Keeping sport clean needs enhanced policing and prevention, INTERPOL Chief tells Sports Business Summit
ISTANBUL, Turkey – Sports integrity efforts require all stakeholders to enhance anti-corruption policing and prevention against match-fixing and illegal betting, INTERPOL Secretary General Ronald K. Noble said today.
Speaking at the inaugural International Herald Tribune (IHT) Sports Business Summit (25-26 April) to some 200 senior officials from sports, government, business and the media, Mr Noble said that the global sports community and its partners across the private and public sectors must develop a comprehensive sports integrity infrastructure which embraces law enforcement and prevention training.
“As corruption in sports has become a global concern, our response must also be global and holistic. We need to bring together all stakeholders to develop a proactive and sustainable approach to fight this scourge,” said Secretary General Noble.
“Cooperation and synergy between the police, sports organizations, regulatory agencies and the community in general is vital if we want to prevent sports from losing its true meaning and value,” added the INTERPOL Chief.
“The amounts of money that can be made from foul play are vast, running into hundreds of millions of Euros in any one year. The ability to launder money and make a profit in the process attracts serious and organized crime into the arena and once this money is channeled into crime groups, it can be used for various criminal activities,” warned Mr Noble.
The Head of INTERPOL cited how INTERPOL’s Operation SOGA III (June-July 2010) against illegal gambling in Asia alone had resulted in more than 5,000 arrests, USD 155 million of bets seized and USD 9.9 million in cash recovered from more than 854 raids.
“At a time when technology and globalization are facilitating physical and virtual mobility as well as communications as never before, we need to ensure the key actors in sports are developing good practices not just to investigate and address suspected corruption, but to stop corrupt activities before they can even begin,” said Mr Noble.
In this respect, officials at the summit heard a key aspect of the INTERPOL — FIFA initiative launched in May 2011 would see INTERPOL’s Training, Education and Prevention (TEP) strategy underpin its efforts to raise awareness of the problems of corruption, and how to detect and counter it.
INTERPOL entered into a 10-year initiative with FIFA to develop and implement a global training, education and prevention programme with a focus on regular and irregular betting as well as match-fixing.
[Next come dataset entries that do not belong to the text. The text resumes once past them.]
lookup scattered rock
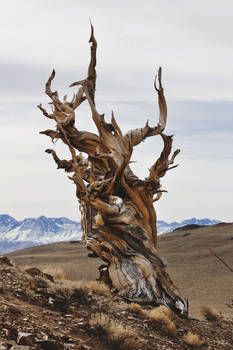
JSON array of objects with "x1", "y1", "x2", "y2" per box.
[
  {"x1": 5, "y1": 304, "x2": 22, "y2": 314},
  {"x1": 2, "y1": 328, "x2": 9, "y2": 337},
  {"x1": 76, "y1": 345, "x2": 91, "y2": 350},
  {"x1": 0, "y1": 281, "x2": 5, "y2": 293},
  {"x1": 7, "y1": 328, "x2": 18, "y2": 341},
  {"x1": 48, "y1": 297, "x2": 54, "y2": 305},
  {"x1": 0, "y1": 252, "x2": 232, "y2": 350},
  {"x1": 0, "y1": 256, "x2": 13, "y2": 266},
  {"x1": 15, "y1": 289, "x2": 24, "y2": 296},
  {"x1": 10, "y1": 346, "x2": 31, "y2": 350},
  {"x1": 0, "y1": 342, "x2": 9, "y2": 350},
  {"x1": 36, "y1": 333, "x2": 49, "y2": 341},
  {"x1": 75, "y1": 321, "x2": 88, "y2": 328},
  {"x1": 25, "y1": 268, "x2": 54, "y2": 283},
  {"x1": 36, "y1": 340, "x2": 63, "y2": 350},
  {"x1": 17, "y1": 332, "x2": 34, "y2": 346},
  {"x1": 64, "y1": 345, "x2": 75, "y2": 350}
]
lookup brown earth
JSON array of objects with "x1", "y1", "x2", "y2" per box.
[
  {"x1": 159, "y1": 223, "x2": 233, "y2": 319},
  {"x1": 7, "y1": 223, "x2": 233, "y2": 319},
  {"x1": 0, "y1": 255, "x2": 233, "y2": 349}
]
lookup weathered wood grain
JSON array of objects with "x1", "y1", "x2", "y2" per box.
[{"x1": 38, "y1": 25, "x2": 188, "y2": 318}]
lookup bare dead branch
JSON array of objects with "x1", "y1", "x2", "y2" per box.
[
  {"x1": 123, "y1": 67, "x2": 167, "y2": 150},
  {"x1": 39, "y1": 129, "x2": 59, "y2": 143},
  {"x1": 37, "y1": 104, "x2": 53, "y2": 119}
]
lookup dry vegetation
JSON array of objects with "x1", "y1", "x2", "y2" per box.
[
  {"x1": 34, "y1": 274, "x2": 50, "y2": 289},
  {"x1": 201, "y1": 306, "x2": 221, "y2": 321},
  {"x1": 122, "y1": 302, "x2": 146, "y2": 315},
  {"x1": 42, "y1": 269, "x2": 111, "y2": 298},
  {"x1": 41, "y1": 262, "x2": 93, "y2": 281},
  {"x1": 152, "y1": 305, "x2": 173, "y2": 319},
  {"x1": 121, "y1": 303, "x2": 177, "y2": 338},
  {"x1": 89, "y1": 313, "x2": 139, "y2": 350},
  {"x1": 86, "y1": 280, "x2": 111, "y2": 297},
  {"x1": 42, "y1": 266, "x2": 66, "y2": 281},
  {"x1": 182, "y1": 331, "x2": 204, "y2": 348},
  {"x1": 24, "y1": 287, "x2": 36, "y2": 300},
  {"x1": 148, "y1": 306, "x2": 177, "y2": 337},
  {"x1": 1, "y1": 255, "x2": 233, "y2": 349}
]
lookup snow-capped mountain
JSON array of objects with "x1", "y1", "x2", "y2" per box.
[
  {"x1": 0, "y1": 215, "x2": 82, "y2": 254},
  {"x1": 157, "y1": 217, "x2": 221, "y2": 234},
  {"x1": 0, "y1": 214, "x2": 221, "y2": 254}
]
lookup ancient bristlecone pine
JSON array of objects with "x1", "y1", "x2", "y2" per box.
[{"x1": 38, "y1": 26, "x2": 188, "y2": 317}]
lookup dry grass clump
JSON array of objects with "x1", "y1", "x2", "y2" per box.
[
  {"x1": 49, "y1": 283, "x2": 72, "y2": 299},
  {"x1": 122, "y1": 302, "x2": 147, "y2": 316},
  {"x1": 87, "y1": 281, "x2": 111, "y2": 297},
  {"x1": 89, "y1": 313, "x2": 110, "y2": 336},
  {"x1": 48, "y1": 279, "x2": 89, "y2": 306},
  {"x1": 62, "y1": 261, "x2": 99, "y2": 281},
  {"x1": 25, "y1": 288, "x2": 36, "y2": 300},
  {"x1": 42, "y1": 266, "x2": 66, "y2": 281},
  {"x1": 201, "y1": 306, "x2": 220, "y2": 321},
  {"x1": 53, "y1": 279, "x2": 86, "y2": 290},
  {"x1": 182, "y1": 332, "x2": 203, "y2": 348},
  {"x1": 41, "y1": 262, "x2": 99, "y2": 281},
  {"x1": 155, "y1": 305, "x2": 173, "y2": 319},
  {"x1": 148, "y1": 307, "x2": 177, "y2": 337},
  {"x1": 89, "y1": 313, "x2": 139, "y2": 349},
  {"x1": 45, "y1": 276, "x2": 87, "y2": 297},
  {"x1": 41, "y1": 266, "x2": 112, "y2": 298},
  {"x1": 34, "y1": 275, "x2": 50, "y2": 288}
]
To achieve this goal INTERPOL launched a dedicated Integrity in Sport unit to develop and implement a training programme within the INTERPOL Global Complex for Innovation which will open in Singapore in 2014.
In the framework of this initiative, INTERPOL will be conducting training workshops that bring together players, referees, regulators and law enforcement. Earlier this month, Finland hosted the first INTERPOL-FIFA sports integrity pilot workshop.